Chancellor must support vocational education to boost productivity
The City & Guilds Group calls on George Osborne to support vocational education, following new research highlighting benefits to the economy
06 July 2015
The Chief Executive of the City & Guilds Group has written to the Chancellor ahead of the first Budget Statement since the General Election, urging him to increase support for vocational education.
In a letter sent last week, Chris Jones welcomes the latest ONS figures showing a 0.3% quarterly increase in productivity, but warns that the UK will continue to lag behind without sufficient investment in vocational education.
His challenge to the Chancellor is supported by new research by the City & Guilds Group and the Cebr – to be published in full in the autumn – which reveals that a 1% increase in vocational skills would uplift this country’s GDP by £163bn in a decade. In addition, a 10% increase in vocational education enrolment by 16-18 year olds would lead to a 1.5 percentage point drop in youth unemployment.
In his letter, Jones also raises concerns about the Government’s focus on achieving the three million apprenticeships target. While supportive of the Government’s commitment to apprenticeships, he cautions that even if all new apprenticeships were taken by 16-18 year olds, it would equate to just 3.8% of the 10% increase in enrolments needed to make a noticeable difference to youth unemployment.
He urges the Chancellor to act in the following ways:
- To strengthen alternatives to a purely academic curriculum at 14 or 15.
- To ensure there is sufficient funding for vocational education, and that it is allocated appropriately.
- To provide additional funding or a new funding system in order to help meet the three million apprenticeship target – and ensure the apprenticeships are high-quality.

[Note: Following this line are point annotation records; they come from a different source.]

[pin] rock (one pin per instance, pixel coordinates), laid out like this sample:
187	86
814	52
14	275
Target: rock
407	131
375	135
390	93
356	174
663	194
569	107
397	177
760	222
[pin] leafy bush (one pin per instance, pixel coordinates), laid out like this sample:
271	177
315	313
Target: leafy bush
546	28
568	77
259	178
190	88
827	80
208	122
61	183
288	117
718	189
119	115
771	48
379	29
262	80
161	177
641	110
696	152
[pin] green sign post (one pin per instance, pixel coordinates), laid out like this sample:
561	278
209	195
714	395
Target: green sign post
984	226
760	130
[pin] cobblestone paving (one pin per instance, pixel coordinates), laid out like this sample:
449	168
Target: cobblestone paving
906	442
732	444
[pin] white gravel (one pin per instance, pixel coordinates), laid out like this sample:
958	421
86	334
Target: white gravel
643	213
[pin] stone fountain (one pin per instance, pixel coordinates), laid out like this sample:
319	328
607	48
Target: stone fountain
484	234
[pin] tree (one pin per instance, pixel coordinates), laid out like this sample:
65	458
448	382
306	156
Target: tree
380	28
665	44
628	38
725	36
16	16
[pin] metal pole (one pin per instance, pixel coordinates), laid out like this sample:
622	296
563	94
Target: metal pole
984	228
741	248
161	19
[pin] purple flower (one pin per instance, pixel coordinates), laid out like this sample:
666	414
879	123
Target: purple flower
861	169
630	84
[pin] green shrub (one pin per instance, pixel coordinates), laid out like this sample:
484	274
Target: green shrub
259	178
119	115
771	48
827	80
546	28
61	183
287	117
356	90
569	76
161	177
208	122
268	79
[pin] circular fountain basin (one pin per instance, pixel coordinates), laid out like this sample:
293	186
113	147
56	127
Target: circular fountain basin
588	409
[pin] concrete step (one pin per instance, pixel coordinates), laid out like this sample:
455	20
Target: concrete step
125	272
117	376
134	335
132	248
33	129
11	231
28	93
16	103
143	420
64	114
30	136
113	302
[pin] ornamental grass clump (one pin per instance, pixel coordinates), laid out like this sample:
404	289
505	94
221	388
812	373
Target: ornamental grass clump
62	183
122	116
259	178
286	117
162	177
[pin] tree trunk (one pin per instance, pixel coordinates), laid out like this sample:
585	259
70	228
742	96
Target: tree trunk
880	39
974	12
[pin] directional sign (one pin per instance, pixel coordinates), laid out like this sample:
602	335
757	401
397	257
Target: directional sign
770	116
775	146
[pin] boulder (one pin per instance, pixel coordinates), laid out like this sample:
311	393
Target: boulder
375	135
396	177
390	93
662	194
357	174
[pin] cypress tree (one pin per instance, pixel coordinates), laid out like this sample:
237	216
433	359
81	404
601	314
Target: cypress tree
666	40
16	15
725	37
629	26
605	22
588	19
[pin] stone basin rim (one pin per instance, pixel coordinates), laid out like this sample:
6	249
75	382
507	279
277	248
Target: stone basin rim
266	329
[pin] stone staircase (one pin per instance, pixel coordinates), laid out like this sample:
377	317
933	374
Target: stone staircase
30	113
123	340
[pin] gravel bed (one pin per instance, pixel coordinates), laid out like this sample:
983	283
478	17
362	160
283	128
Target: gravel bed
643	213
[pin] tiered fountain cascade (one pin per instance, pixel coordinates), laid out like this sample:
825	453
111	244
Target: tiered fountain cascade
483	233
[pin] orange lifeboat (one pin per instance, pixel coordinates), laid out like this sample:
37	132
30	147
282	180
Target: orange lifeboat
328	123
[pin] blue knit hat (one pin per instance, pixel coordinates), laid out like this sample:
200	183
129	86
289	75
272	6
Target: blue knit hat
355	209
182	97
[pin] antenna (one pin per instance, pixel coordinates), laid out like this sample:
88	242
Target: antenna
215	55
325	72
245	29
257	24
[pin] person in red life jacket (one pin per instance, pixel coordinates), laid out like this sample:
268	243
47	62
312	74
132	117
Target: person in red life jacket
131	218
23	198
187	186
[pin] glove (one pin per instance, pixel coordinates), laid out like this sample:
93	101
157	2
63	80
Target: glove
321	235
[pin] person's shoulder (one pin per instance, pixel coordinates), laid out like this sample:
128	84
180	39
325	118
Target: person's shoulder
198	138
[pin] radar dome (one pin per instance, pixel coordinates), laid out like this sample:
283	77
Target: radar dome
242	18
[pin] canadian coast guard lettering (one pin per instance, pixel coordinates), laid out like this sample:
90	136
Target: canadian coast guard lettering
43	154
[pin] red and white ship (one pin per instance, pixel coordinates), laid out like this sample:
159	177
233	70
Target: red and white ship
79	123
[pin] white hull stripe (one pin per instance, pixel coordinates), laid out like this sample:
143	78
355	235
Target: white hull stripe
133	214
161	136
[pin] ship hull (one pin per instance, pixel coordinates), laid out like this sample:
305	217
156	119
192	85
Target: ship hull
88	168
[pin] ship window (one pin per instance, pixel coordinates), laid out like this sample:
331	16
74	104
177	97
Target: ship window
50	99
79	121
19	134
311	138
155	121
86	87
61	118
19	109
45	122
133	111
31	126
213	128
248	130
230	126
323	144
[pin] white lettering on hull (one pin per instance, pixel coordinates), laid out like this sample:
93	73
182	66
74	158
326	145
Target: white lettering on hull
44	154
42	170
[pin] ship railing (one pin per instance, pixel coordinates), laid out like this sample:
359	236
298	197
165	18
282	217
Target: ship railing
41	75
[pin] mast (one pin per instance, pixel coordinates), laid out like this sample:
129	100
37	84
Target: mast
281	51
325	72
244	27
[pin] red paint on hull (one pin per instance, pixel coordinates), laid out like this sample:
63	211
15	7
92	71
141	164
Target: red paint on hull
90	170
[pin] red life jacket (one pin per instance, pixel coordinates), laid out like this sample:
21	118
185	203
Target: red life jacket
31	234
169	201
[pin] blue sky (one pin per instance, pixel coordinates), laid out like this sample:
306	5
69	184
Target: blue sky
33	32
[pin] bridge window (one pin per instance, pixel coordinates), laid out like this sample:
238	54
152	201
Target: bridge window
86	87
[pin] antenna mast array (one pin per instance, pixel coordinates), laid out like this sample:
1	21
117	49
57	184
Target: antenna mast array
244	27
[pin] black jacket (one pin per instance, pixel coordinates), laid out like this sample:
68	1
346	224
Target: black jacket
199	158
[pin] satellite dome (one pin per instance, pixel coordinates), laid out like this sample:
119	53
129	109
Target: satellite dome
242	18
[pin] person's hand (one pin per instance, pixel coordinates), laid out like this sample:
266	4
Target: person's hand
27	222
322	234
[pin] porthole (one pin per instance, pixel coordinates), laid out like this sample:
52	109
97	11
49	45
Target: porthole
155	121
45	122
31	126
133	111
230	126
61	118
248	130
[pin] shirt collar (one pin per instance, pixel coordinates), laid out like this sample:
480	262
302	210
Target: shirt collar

Drawing on the research, which demonstrates that the annual return on investment for training an apprentice is £10,280 in productivity gains, Jones writes to Osborne: ‘Broadening high-quality vocational education provision can make a substantial difference to employment, productivity, and therefore our GDP. In your Budget, you have an opportunity to invest in skills and make a long-lasting impact on our economy.’